Também, (Almeida, 2011), defende que “é inegável a influência que o treinador exerce sobre as atitudes e comportamentos, sobre os princípios, valores, orientações e sentido de vida dos atletas”. O autor reforça, descrevendo que “com a tomada de posição do líder e a sua atitude proactiva por intermédio das regras de acção, valores e princípios que instituiu em consonância com os jogadores, faz com que todos tenham uma linha de conduta, uma linha comum de pensamento e acção, a qual permite que todos estejam devidamente orientados”. Neste quadro, Fernando Pinto, Diretor Executivo da Escola de Futebol Geração Benfica, citado por (Oliveira, 2012), descreve que a escolha dos treinadores para o projecto que lidera “passa por ter sempre em conta os seus valores humanos e a forma como os consegue transmitir“.

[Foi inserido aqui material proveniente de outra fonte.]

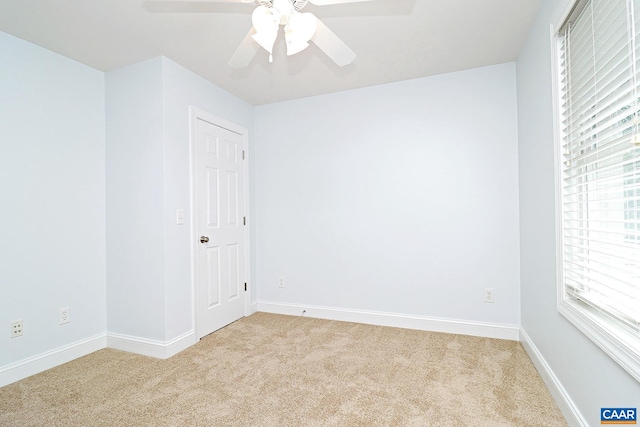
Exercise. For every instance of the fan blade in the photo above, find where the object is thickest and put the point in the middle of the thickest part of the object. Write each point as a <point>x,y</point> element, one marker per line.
<point>217,1</point>
<point>330,2</point>
<point>245,52</point>
<point>332,45</point>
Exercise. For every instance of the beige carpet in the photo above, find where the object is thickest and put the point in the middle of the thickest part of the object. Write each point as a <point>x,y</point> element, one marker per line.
<point>272,370</point>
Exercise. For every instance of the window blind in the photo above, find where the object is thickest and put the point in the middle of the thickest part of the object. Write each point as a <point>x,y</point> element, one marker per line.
<point>600,168</point>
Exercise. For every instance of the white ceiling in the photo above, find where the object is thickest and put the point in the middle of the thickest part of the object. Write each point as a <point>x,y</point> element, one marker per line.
<point>395,39</point>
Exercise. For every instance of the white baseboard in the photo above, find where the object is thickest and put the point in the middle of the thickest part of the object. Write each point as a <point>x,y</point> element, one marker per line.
<point>152,348</point>
<point>451,326</point>
<point>50,359</point>
<point>563,400</point>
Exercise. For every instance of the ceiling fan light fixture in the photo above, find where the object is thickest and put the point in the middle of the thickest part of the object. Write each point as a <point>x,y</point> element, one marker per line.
<point>266,22</point>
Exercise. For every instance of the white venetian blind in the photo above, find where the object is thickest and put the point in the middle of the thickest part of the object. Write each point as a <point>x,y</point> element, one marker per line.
<point>600,162</point>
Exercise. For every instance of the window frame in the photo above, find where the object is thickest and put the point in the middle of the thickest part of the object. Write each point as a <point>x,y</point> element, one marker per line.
<point>616,341</point>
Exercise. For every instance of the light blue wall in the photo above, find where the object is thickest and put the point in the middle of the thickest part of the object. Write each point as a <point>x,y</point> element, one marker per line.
<point>135,174</point>
<point>399,198</point>
<point>52,198</point>
<point>150,288</point>
<point>591,379</point>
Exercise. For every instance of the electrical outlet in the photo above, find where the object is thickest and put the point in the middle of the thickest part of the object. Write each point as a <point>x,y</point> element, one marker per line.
<point>63,316</point>
<point>489,295</point>
<point>16,328</point>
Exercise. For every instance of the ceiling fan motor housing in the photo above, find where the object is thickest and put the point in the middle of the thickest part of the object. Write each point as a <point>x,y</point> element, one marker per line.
<point>297,4</point>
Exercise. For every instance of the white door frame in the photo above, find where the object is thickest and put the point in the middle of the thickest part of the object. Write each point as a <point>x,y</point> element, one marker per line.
<point>196,114</point>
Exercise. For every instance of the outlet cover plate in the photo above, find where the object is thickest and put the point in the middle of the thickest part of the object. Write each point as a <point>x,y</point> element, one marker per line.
<point>16,328</point>
<point>63,316</point>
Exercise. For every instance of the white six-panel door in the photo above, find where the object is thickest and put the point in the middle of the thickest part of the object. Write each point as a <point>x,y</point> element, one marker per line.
<point>220,228</point>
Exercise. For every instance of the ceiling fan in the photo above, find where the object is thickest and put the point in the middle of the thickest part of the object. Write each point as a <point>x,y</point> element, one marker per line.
<point>300,28</point>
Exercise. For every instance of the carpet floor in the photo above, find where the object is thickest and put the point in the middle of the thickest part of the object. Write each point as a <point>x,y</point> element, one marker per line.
<point>274,370</point>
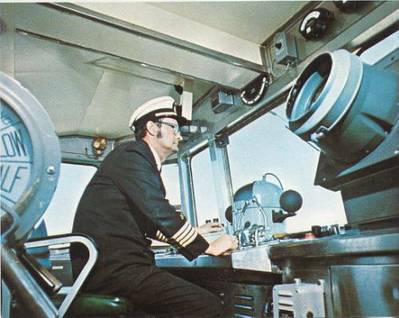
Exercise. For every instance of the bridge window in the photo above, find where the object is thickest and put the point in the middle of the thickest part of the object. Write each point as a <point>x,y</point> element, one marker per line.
<point>71,184</point>
<point>266,145</point>
<point>204,190</point>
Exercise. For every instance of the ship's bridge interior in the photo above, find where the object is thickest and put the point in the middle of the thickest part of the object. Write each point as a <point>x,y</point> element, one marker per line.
<point>292,144</point>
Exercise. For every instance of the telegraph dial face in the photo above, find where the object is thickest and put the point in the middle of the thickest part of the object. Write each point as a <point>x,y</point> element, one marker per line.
<point>16,156</point>
<point>29,160</point>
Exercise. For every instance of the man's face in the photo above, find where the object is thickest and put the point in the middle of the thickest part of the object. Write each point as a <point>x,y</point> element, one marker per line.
<point>168,135</point>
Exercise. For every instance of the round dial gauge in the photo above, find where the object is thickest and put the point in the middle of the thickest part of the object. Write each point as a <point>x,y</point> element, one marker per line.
<point>16,156</point>
<point>29,159</point>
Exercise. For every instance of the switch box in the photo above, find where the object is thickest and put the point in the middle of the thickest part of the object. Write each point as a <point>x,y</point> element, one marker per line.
<point>284,48</point>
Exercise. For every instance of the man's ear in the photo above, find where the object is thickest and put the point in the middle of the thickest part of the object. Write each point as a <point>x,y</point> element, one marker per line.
<point>151,127</point>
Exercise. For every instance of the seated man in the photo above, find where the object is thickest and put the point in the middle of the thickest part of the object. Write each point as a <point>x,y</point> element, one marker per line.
<point>124,205</point>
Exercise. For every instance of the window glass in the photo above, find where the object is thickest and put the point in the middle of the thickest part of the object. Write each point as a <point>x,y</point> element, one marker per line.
<point>170,178</point>
<point>71,184</point>
<point>266,145</point>
<point>204,189</point>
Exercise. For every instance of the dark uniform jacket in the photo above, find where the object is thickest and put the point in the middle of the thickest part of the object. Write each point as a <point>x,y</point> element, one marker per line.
<point>123,205</point>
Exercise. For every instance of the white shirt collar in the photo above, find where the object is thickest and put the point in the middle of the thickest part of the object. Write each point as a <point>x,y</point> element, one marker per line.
<point>156,156</point>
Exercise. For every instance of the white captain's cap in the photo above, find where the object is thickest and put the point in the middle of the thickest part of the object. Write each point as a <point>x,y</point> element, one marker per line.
<point>154,109</point>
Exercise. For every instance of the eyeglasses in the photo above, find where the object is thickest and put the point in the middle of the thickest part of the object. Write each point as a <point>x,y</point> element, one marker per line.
<point>175,127</point>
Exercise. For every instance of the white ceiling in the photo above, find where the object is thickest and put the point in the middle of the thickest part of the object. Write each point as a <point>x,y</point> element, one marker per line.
<point>253,21</point>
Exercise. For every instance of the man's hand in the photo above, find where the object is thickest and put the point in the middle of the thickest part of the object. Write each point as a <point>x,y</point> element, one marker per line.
<point>224,245</point>
<point>209,228</point>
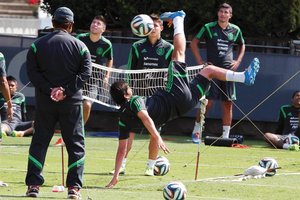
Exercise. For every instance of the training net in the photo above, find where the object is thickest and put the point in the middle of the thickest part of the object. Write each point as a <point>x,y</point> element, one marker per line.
<point>143,82</point>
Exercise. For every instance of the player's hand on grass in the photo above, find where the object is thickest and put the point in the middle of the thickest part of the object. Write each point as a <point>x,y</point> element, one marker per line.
<point>163,147</point>
<point>9,114</point>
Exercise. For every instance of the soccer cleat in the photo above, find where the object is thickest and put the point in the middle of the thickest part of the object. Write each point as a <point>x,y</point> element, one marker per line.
<point>169,16</point>
<point>251,72</point>
<point>74,193</point>
<point>17,134</point>
<point>293,147</point>
<point>149,171</point>
<point>33,191</point>
<point>196,138</point>
<point>122,171</point>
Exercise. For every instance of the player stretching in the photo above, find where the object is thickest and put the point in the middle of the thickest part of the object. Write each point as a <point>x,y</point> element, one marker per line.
<point>178,98</point>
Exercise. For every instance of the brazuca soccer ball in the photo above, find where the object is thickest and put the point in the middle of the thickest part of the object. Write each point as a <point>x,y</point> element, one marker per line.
<point>142,25</point>
<point>174,191</point>
<point>270,164</point>
<point>162,166</point>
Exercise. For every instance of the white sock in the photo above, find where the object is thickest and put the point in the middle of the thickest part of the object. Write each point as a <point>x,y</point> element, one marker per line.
<point>151,163</point>
<point>178,23</point>
<point>124,162</point>
<point>196,128</point>
<point>235,76</point>
<point>285,146</point>
<point>226,130</point>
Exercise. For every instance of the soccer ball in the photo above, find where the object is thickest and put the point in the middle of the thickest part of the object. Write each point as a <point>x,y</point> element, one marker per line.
<point>162,166</point>
<point>174,191</point>
<point>142,25</point>
<point>292,139</point>
<point>270,164</point>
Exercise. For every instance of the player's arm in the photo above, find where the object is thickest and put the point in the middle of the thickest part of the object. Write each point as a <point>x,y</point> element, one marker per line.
<point>281,121</point>
<point>109,64</point>
<point>118,162</point>
<point>132,58</point>
<point>194,46</point>
<point>6,94</point>
<point>241,51</point>
<point>149,124</point>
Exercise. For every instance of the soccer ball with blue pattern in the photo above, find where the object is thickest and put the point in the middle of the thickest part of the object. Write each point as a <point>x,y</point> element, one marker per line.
<point>142,25</point>
<point>270,164</point>
<point>174,191</point>
<point>162,166</point>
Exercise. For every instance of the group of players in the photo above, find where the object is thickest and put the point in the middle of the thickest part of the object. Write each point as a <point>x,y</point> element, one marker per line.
<point>59,72</point>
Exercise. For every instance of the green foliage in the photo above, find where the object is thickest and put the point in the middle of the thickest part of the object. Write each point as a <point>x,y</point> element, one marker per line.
<point>264,18</point>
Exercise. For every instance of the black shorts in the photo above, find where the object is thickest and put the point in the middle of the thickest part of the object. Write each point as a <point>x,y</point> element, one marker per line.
<point>222,90</point>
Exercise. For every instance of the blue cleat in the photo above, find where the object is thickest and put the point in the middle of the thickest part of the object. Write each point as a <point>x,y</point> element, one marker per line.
<point>251,72</point>
<point>169,16</point>
<point>196,138</point>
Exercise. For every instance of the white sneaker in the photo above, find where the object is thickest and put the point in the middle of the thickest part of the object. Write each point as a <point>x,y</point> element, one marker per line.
<point>122,171</point>
<point>149,171</point>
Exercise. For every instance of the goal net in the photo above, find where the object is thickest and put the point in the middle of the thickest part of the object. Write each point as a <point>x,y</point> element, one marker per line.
<point>143,82</point>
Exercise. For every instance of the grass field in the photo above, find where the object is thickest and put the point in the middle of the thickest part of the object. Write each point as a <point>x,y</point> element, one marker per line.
<point>214,162</point>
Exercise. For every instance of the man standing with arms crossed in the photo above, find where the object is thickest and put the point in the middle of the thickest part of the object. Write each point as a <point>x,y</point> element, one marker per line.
<point>220,37</point>
<point>6,94</point>
<point>151,52</point>
<point>5,90</point>
<point>101,53</point>
<point>58,65</point>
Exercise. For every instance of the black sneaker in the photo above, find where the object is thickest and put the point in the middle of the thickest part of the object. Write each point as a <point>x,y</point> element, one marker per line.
<point>32,191</point>
<point>74,193</point>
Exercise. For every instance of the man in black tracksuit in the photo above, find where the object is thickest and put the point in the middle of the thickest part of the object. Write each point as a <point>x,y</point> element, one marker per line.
<point>58,65</point>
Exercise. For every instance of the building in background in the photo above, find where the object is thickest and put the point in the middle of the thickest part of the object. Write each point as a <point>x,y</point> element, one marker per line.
<point>22,17</point>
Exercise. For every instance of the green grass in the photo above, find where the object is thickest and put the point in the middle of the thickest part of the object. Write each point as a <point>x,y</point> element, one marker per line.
<point>100,154</point>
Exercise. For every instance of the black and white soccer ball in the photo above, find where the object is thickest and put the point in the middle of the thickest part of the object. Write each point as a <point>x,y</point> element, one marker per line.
<point>270,164</point>
<point>174,191</point>
<point>162,166</point>
<point>142,25</point>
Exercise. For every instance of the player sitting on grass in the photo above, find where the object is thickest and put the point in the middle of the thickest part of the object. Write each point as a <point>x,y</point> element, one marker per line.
<point>179,97</point>
<point>288,132</point>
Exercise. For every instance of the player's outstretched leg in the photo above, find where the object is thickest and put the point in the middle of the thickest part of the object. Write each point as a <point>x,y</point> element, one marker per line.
<point>169,16</point>
<point>251,72</point>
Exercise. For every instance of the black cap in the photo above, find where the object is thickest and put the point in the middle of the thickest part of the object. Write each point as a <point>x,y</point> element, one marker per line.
<point>63,15</point>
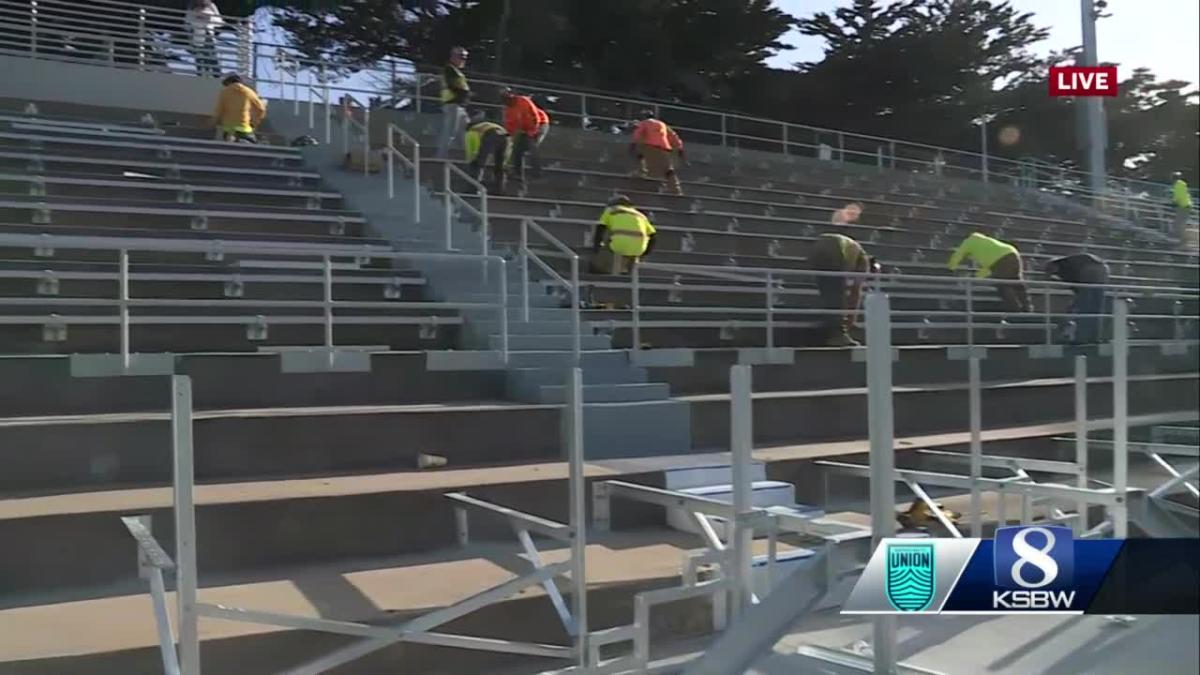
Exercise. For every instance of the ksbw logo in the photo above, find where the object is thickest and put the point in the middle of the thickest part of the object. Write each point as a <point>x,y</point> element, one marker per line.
<point>1033,568</point>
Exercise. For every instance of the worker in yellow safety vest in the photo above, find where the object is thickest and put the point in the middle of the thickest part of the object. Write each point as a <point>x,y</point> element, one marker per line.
<point>995,260</point>
<point>1182,201</point>
<point>487,141</point>
<point>628,233</point>
<point>455,96</point>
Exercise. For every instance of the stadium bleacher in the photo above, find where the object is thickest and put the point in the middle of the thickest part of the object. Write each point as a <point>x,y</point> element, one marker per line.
<point>247,266</point>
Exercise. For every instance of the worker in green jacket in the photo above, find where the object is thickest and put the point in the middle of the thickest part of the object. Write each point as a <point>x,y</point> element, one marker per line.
<point>1182,201</point>
<point>486,141</point>
<point>995,260</point>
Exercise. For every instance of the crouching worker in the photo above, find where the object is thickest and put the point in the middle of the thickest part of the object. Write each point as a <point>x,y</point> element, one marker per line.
<point>486,141</point>
<point>239,111</point>
<point>1090,276</point>
<point>995,260</point>
<point>628,233</point>
<point>838,252</point>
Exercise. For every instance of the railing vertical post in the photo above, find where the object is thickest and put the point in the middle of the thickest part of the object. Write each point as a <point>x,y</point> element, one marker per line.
<point>635,303</point>
<point>576,339</point>
<point>366,141</point>
<point>1047,327</point>
<point>448,204</point>
<point>1120,414</point>
<point>328,273</point>
<point>970,314</point>
<point>577,511</point>
<point>417,183</point>
<point>882,458</point>
<point>975,396</point>
<point>125,306</point>
<point>504,309</point>
<point>184,485</point>
<point>391,166</point>
<point>142,37</point>
<point>525,270</point>
<point>771,311</point>
<point>741,446</point>
<point>1081,441</point>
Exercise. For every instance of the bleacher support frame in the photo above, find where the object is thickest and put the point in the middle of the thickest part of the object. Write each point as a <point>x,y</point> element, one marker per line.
<point>181,656</point>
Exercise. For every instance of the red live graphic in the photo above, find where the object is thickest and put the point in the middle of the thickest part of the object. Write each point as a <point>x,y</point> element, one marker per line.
<point>1083,81</point>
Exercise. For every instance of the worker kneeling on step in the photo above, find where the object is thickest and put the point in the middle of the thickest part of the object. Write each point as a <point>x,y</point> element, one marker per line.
<point>838,252</point>
<point>628,233</point>
<point>486,141</point>
<point>995,260</point>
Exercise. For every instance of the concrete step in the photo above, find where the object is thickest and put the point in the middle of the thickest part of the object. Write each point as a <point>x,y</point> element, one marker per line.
<point>607,393</point>
<point>565,342</point>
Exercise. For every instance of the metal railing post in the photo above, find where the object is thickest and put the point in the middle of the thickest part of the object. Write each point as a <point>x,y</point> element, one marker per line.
<point>970,312</point>
<point>975,395</point>
<point>576,338</point>
<point>1081,441</point>
<point>504,309</point>
<point>184,487</point>
<point>1045,299</point>
<point>125,306</point>
<point>417,183</point>
<point>366,142</point>
<point>525,270</point>
<point>142,37</point>
<point>1120,414</point>
<point>741,446</point>
<point>635,303</point>
<point>449,204</point>
<point>882,458</point>
<point>573,429</point>
<point>771,311</point>
<point>328,273</point>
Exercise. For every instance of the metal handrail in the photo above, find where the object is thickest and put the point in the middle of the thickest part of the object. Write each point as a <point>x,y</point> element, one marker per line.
<point>46,245</point>
<point>451,198</point>
<point>573,286</point>
<point>414,165</point>
<point>364,127</point>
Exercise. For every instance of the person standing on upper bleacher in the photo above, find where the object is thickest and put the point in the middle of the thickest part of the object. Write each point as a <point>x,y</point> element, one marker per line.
<point>839,254</point>
<point>1091,276</point>
<point>455,96</point>
<point>239,111</point>
<point>995,260</point>
<point>628,233</point>
<point>1182,201</point>
<point>487,141</point>
<point>527,126</point>
<point>655,145</point>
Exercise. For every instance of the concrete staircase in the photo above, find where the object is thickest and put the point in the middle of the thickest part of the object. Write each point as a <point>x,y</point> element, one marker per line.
<point>625,414</point>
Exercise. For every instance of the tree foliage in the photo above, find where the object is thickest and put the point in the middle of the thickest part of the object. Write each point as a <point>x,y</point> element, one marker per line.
<point>921,70</point>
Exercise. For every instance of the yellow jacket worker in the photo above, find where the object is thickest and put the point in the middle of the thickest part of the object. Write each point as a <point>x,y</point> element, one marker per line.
<point>239,111</point>
<point>629,233</point>
<point>996,260</point>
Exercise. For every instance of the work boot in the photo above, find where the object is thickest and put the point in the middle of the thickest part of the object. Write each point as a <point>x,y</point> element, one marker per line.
<point>841,340</point>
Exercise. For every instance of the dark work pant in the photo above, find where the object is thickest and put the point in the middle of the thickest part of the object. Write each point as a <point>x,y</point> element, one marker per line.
<point>1012,296</point>
<point>1089,299</point>
<point>491,147</point>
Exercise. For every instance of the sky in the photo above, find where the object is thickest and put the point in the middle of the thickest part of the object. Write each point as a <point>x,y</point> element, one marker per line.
<point>1162,35</point>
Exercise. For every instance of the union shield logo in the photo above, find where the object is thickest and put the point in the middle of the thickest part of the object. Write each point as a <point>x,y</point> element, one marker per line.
<point>910,577</point>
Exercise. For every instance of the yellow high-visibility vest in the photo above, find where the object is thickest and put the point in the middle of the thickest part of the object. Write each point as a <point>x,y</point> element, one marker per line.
<point>629,231</point>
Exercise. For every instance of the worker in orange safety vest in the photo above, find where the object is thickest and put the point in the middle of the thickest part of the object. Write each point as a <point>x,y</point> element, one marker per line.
<point>655,145</point>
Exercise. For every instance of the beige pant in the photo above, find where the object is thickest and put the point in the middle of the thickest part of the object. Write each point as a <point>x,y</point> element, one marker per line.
<point>658,162</point>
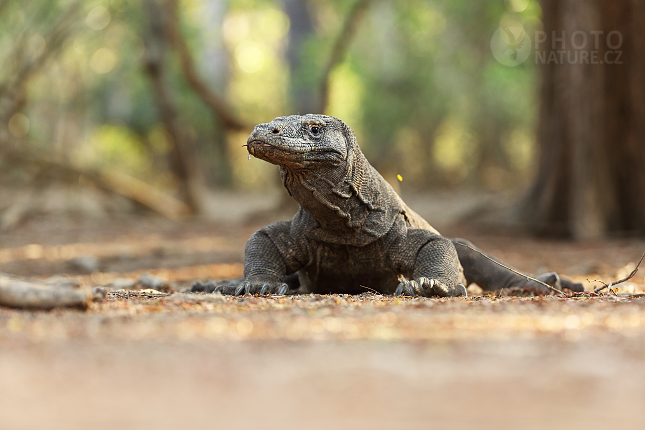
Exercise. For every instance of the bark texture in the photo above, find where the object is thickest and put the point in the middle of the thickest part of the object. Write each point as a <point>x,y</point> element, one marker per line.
<point>591,176</point>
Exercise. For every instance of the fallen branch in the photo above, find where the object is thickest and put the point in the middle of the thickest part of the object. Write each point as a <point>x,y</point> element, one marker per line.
<point>611,284</point>
<point>25,293</point>
<point>107,180</point>
<point>511,269</point>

“Eu dou muito valor à escolaridade. É verdade que encontramos jovens com os quais não há muito a fazer, porque são muito avessos para os estudos, e enviamo-los para cursos de informática ou de idiomas, mas todos recebem educação e valores. Uma vez, um jogador disse a Johan Cruyff que ia abandonar a escola. E Johan, sem mudar o rosto, disse: “Não há problema. Deixa de estudar se quiseres”. Mas ele convocou-o para o dia seguinte, no Camp Nou, às oito da manhã. E o miúdo chega ao estádio, muito tranquilo, e encontra-se com o mesmo Cruyff que o ordena a limpar as botas de todos os seus companheiros. Após três dias, voltava para a escola.”